Facebook, the human brain and transportation infrastructures have something in common. They are either natural or artificial systems with an intricate architecture of connections that link together people, neurons or geographical areas, respectively. This type of systems, as many others in biology, social sciences, neuroscience, ecology and engineering, are ubiquitous and better understood within the mathematical and computational framework known as “Network Science”. In the last two decades, Network Science has provided fundamental tools for analysis and modelling of complex systems. This relatively new discipline is intrinsically interdisciplinary and transdisciplinary: it requires physicists, social scientists, biologists and engineers to collaborate together to attack some of the most important problems related to society, healthcare and technology, to mention just a few.

For this reason, we have decided to found the Mediterranean School of Complex Networks, with the ultimate goal of gathering together the world leading experts in the field and let them teach Network Science to next-generation scientists from around the world.

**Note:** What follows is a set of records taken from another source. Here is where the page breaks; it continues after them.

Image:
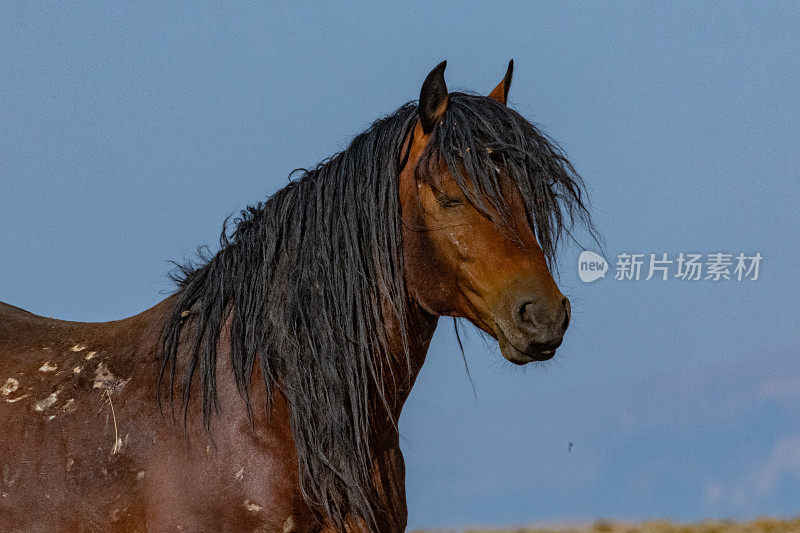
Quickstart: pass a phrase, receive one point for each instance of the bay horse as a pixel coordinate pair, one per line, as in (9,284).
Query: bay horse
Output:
(264,394)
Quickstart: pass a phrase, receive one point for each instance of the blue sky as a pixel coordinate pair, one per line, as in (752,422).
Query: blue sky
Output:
(128,133)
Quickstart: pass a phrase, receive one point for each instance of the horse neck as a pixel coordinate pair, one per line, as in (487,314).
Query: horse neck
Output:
(420,326)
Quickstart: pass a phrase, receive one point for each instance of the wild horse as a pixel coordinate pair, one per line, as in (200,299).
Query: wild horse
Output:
(264,393)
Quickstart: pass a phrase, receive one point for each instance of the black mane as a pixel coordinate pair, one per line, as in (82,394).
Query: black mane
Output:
(307,276)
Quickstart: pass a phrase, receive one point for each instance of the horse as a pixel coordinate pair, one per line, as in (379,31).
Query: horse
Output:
(263,394)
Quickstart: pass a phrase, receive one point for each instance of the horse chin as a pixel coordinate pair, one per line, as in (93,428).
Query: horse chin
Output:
(518,357)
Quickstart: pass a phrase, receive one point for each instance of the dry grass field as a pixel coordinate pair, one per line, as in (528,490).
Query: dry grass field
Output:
(761,525)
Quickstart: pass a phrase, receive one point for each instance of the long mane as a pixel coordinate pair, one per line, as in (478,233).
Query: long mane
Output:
(308,277)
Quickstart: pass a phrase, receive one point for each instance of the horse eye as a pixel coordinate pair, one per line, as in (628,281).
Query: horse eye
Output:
(448,201)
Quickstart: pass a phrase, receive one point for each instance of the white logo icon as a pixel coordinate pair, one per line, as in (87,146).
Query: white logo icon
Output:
(591,266)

And what are the applications?
We have a huge amount of applications, but there is something we are very interested in, especially here in FBK:

  • Health 1 / Molecular biology: the current trend in the field is to map interactions between biological molecules to complex networks. Regulatory (inhibition/activation) interactions between genes, protein-protein interactions, metabolic reactions, are analyzed through the lens of network science to gain new insights on how phenotypes and human diseases are related to biological processes within the cell. This research advanced our knowledge on pathogenesis of complex diseases such as cancers.
  • Health 2 / Epidemiology: together with agent-based models, complex networks are currently used in the most sophisticated approaches for anticipating, and eventually containing, outbreaks of epidemics such as Ebola. In fact, the spreading of transmittable diseases depends on a variety of factors including how humans interact with each other (social networks)
  • Social science: network analysis finds its roots in social sciences, where it has been used to identify influencers in social systems and to understand how humans organize in groups and hierarchies. Nowadays, network science is a fundamental tool of computational social science for modelling and analysis of human behaviour, counting on the availability of big data generated by online social networks such as Facebook or Twitter. Used in the correct way, it allows us to recognize fake news from the truth, while used in the wrong way it can lead to manipulate collective attention by microtargeting, such as in the recent Cambridge Analytica scandal. A crucial tool for policy and decision making, where the social structure of a population can be exploited for spreading behaviors (eg policies against bullying or in favor of vaccination: it is a well-known result of network science that, thanks to the very heterogeneous structure of social systems, we need to target a very small fraction of individuals to spread behaviours at the level of the whole population, similarly to what happens to infectious diseases)
  • Artificial intelligence: deep neural networks are huge but simple, networks. Only recently network science is approaching this field with the ultimate goal of designing intelligent machines that better resemble the human brain in terms of structure and function.

What do you expect from the next edition of the Mediterranean School of Complex Networks?
One of the strongest features of our School is that it is unconventional from an academic perspective. Directors and lecturers interact with students within a small environment, provided by the beautiful island of Salina. This feature is what our 194 students have appreciated the most across the five editions since 2014, and what I expect to keep and enhance for the next edition of the School while keeping the standard of scientific excellence of our program and our attendants.

The School is organized by Fondazione Bruno Kessler, directed by Manlio De Domenico and Alex Arenas, full professor of Network Science at University Rovira i Virgili (Tarragona, Spain), and co-organized by Serafina Agnello, technologist at FBK.